Second, I expected a thoughtful diplomatic response from the superintendent of schools. If one believes the physics theory that every action results in an equal and opposite reaction, a well-reasoned letter calling attention to unintentional discrimination toward Native Americans should result in the willingness to dialogue, right? That was not the case. The response of the superintendent was to send a copy of my letter to the weekly newspaper in the local community. My friend also broke the story in a larger newspaper on a slow news day. Within a week, I was the topic of hundreds of letters to the editor in local and state newspapers, and featured on the nightly TV news.
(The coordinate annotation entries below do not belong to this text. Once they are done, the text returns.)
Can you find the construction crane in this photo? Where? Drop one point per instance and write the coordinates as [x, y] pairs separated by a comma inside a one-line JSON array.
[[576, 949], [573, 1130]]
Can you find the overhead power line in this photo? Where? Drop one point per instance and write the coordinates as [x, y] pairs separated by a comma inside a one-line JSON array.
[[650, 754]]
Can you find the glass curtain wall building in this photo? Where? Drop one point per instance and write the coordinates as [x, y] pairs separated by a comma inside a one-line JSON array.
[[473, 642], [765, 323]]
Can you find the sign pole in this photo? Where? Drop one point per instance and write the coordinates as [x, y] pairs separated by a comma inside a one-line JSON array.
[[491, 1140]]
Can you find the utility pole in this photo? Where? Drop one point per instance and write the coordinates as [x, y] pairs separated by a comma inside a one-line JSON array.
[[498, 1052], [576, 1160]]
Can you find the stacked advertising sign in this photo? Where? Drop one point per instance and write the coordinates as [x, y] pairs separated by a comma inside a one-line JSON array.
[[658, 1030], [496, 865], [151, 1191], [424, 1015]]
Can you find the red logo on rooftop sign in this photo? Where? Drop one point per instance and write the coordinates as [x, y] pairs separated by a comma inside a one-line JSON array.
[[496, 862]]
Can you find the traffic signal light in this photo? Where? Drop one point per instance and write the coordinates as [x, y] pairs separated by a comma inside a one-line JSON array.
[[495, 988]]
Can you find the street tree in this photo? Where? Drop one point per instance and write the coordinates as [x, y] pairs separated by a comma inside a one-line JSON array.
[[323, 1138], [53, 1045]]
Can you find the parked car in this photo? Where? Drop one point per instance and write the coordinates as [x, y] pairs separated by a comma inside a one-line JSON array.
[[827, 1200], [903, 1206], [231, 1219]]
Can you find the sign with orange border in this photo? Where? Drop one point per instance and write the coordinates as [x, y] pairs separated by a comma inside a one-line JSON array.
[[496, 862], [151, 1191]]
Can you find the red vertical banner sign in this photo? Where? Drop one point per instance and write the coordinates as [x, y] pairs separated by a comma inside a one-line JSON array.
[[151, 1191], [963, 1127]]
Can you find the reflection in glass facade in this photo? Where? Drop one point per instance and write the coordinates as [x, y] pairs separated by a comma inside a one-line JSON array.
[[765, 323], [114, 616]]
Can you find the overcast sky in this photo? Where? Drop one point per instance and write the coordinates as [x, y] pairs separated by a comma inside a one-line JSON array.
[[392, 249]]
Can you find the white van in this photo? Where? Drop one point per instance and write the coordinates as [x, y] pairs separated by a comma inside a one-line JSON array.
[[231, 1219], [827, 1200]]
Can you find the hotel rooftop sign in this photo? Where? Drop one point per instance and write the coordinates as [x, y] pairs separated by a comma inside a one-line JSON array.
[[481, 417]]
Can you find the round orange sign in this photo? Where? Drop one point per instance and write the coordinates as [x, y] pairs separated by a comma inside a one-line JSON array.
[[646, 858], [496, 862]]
The community reaction included nasty, degrading personal attacks and threats.”


Memories and Prophesies

When my partner lost his job as an assistant manager of a lumber retail company, in all likelihood a response to my very public and unpopular advocacy, I was forced to withdraw from the university in the final stages of completing my doctorate in order to get a full-time job. I wanted to escape from the world of Euro-Americans for awhile and accepted a position as the deputy director of health and human services for an inter-tribal agency. I moved to the Ojibwe community where my mother was born and bought an off-the-grid cabin in the woods…

Amik Lake, Lac du Flambeau, WI – Early 1990s


Life circumstances led me to a place where I felt at home. The animals, trees and earth sometimes spoke to me. Although my job was not an easy, I had a clear sense that what I was learning and doing mattered. Perhaps the elder who visited me by Blackhawk’s memorial marker would agree.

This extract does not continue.